I took the ferry with Ann to the island off the south end of Manhattan, the island is small and the course takes you around the periphery and as you run towards the finish the Statue of Liberty looms up in front of you with Manhattan and the Brooklyn Bridge beyond – a great sight in a great atmosphere. We both came second in our age category and were awarded medals!
Do you have a nickname and how did you come by it?
Well as a young boy my Dad called me “Buster” as I had eaten too many doughnuts! It stuck through my school years but when I moved into work and met different groups I gradually lost it. Although every now and then when I meet an old friend it gets used!
Please tell us one thing about yourself that people may not know?

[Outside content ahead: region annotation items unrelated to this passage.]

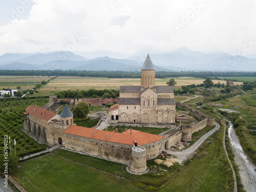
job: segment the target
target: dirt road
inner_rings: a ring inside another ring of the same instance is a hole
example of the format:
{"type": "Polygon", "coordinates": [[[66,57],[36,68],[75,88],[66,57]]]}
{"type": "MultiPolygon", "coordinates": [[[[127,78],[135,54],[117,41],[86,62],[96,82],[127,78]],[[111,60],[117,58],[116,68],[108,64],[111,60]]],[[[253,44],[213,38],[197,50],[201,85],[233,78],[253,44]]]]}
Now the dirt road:
{"type": "Polygon", "coordinates": [[[187,148],[181,152],[174,152],[172,150],[165,150],[168,154],[175,155],[178,159],[185,161],[188,158],[188,156],[195,152],[196,150],[200,146],[200,145],[209,136],[212,134],[214,132],[220,129],[220,125],[215,122],[215,127],[203,135],[199,139],[198,139],[193,145],[189,148],[187,148]]]}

For most of my working life I was a Firefighter in Brighton, Preston Circus the south coast’s busiest Fire Station. I retired from the Fire Service in 2012 after 30 years of squirting hoses and driving fire engines!
Is there anything else you’d like to share?
Football has been is a big part of my life, l played over 500 games for Lewes FC, many as captain. We set up a youth club in 1998 with four football teams, l moved on to coach at Lewes FC, where I was interim manager on two occasions, and Eastbourne Borough in the National League. I now coach the Sussex Uni Women’s team.
I must say I am quite proud of having scored at the famous Goldstone Ground. Here’s the photo of me celebrating scoring a goal for Lewes in the 1985 Sussex Senior Cup Final at the Goldstone. We won the cup after a replay!
Just lately I haven’t been running, apart from a short jog. I’ve picked up a knee injury so that’s why you’ve seen very little of me but I hope to be back in the new year.